Маша не шевельнулась, прижав руку к груди, устремив на Рябышева синие, потемневшие, прекрасные глаза, Голикова, только что вернувшаяся, укоризненно смотрела на оробевшего бойца.
— Приказано было мне… повидать командира, — попытался оправдаться он, попятившись под взглядом многих людей и упершись в стену.
В смутных воспоминаниях Рябышева появилось уже нечто заставившее его встревожиться.
— Братцы… Да что же это?.. Да какой он? — услышали все вдруг сдавленный, как будто выходивший откуда-то из глубины голос ослепшего красноармейца.
— Бугай он, — сказал сержант.
— Бугай? — промычал раненый.
— Ростом повыше тебя на голову… Плечи тоже ничего — сажень без малого… — Неторопливо, стараясь быть точным, сержант продолжал описание: — Морда круглая, сытая…
Рябышев покорно слушал; он вспотел, но от испуга не вытирал лица.
— Руки — что кувалды… За-зря только болтаются, — дополнил сержант.
Слепой красноармеец неуверенно ступил вперед и остановился, боясь оторваться от сестры.
— Братцы! — с трудом произнес он, и это прозвучало как «ац». — Что ж это делается?
— Как я по первому разу… — умоляя, пролепетал Рябышев.
— Кровью и слезами земля умывается, — заговорил Никитин, — боец глаза отдает, бабы плачут, детишки — и те игрушкой не балуются, а ты топчешься тут перед нами — рожа гладкая, силы на двоих, только душа копеечная.
— Как я по первому разу! — громко, с жалобой повторил молодой солдат.
— Обожди, — перебил его Никитин, — не об чем тебе говорить… — Сидя на полу, он снизу вверх смотрел на Рябышева. — За свою жизнь боишься, а чужой тебе не жалко… Постарайтесь, мол, ребята, прогоните разбойника, а как протомите — и я наперед выйду.
— Не его, знать, дело — попово, да и попа не его — чужого, — сказал пожилой боец, поддерживавший перевязанную руку.

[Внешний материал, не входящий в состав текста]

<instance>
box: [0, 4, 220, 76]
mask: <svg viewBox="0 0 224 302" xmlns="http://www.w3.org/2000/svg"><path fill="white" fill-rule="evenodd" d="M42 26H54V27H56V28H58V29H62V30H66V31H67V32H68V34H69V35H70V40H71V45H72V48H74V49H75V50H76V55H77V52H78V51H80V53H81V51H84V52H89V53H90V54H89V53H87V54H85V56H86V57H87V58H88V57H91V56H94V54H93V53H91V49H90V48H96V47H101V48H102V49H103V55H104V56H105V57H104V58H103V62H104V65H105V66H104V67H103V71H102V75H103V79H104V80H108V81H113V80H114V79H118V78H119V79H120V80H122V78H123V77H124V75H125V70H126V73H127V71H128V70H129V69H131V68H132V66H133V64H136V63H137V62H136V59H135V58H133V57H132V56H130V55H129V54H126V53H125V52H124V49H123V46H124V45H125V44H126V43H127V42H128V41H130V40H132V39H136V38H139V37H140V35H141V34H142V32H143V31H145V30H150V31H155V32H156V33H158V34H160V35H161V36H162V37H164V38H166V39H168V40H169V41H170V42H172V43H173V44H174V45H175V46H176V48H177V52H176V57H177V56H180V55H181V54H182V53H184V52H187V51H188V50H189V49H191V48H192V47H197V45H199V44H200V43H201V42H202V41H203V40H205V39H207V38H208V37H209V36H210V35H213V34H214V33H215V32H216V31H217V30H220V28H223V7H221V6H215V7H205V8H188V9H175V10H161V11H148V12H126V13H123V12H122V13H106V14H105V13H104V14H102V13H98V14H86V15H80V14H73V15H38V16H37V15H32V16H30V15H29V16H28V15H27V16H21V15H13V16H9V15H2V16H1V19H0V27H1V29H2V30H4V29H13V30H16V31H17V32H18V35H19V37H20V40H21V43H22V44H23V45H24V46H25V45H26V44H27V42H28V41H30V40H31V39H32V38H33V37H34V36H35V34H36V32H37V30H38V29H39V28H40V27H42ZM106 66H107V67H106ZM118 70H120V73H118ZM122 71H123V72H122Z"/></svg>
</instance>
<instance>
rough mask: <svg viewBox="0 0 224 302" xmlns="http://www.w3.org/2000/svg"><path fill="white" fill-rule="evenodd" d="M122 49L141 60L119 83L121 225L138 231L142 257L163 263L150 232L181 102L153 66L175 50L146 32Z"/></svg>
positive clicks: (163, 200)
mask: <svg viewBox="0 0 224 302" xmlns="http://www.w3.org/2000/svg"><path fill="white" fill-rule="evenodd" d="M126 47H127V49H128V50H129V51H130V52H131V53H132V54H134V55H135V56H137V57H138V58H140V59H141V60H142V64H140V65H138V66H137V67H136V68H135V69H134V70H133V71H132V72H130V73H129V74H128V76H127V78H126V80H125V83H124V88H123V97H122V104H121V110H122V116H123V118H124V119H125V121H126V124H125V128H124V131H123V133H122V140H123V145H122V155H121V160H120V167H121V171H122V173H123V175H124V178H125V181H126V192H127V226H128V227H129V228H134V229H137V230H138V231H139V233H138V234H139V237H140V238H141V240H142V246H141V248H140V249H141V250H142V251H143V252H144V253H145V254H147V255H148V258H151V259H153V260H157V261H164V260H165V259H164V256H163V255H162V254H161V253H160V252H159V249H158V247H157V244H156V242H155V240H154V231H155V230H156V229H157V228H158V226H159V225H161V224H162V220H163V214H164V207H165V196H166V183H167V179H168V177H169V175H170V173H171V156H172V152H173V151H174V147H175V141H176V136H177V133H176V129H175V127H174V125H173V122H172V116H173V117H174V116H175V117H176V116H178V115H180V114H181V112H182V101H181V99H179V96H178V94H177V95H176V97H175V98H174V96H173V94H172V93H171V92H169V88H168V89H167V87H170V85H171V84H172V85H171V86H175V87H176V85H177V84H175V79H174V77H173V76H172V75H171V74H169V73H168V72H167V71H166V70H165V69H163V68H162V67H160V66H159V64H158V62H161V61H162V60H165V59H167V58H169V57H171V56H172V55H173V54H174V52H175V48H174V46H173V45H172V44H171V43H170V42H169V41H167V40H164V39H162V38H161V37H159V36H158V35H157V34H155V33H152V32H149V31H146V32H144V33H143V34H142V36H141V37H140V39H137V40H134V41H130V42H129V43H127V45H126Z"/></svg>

— Братцы, что ж такое?! — волнуясь и оттого еще невнятнее спросил слепой. Он все порывался идти, но страх остаться без поводыря удерживал его на месте.
Рябышев с ужасом смотрел теперь на запрокинутую марлевую голову раненого, но и озираясь по сторонам, он не чувствовал себя лучше. Отовсюду были обращены на него темные, почти черные лица. Они казались странно похожими, потому что ни на одном он не видел снисхождения.
— За спины наши хоронишься, а как прижмут нас где — первый бежишь… Сам говорил сейчас — бойцы на смерть стоять остались… А ну, давай на оборону! — повысил Никитин густой, гулкий голос.
— Да разве я не понимаю? — промямлил Рябышев.
— Давай на оборону! — закричал Никитин.
— Постой, я его оглажу, — спокойно сказал сержант и поднялся, оставив на полу шинель.
— Неспособно вам одной рукой… — заметил пожилой красноармеец.
— А ты другой помогай… — сержант сощурился, словно примериваясь.
— Уходите, — испуганно сказала Рябышеву Клава. — Уходите сейчас же.
— Погодите, я сама… — тоненько пропела Маша.
Она пошарила у себя на поясе, не сводя с Рябышева остановившегося взгляда, потом быстро отвернула халат. В пальцах ее блеснул маленький светлый револьвер. Но в ту же секунду Голикова всем телом прижалась к подруге и обхватила ее.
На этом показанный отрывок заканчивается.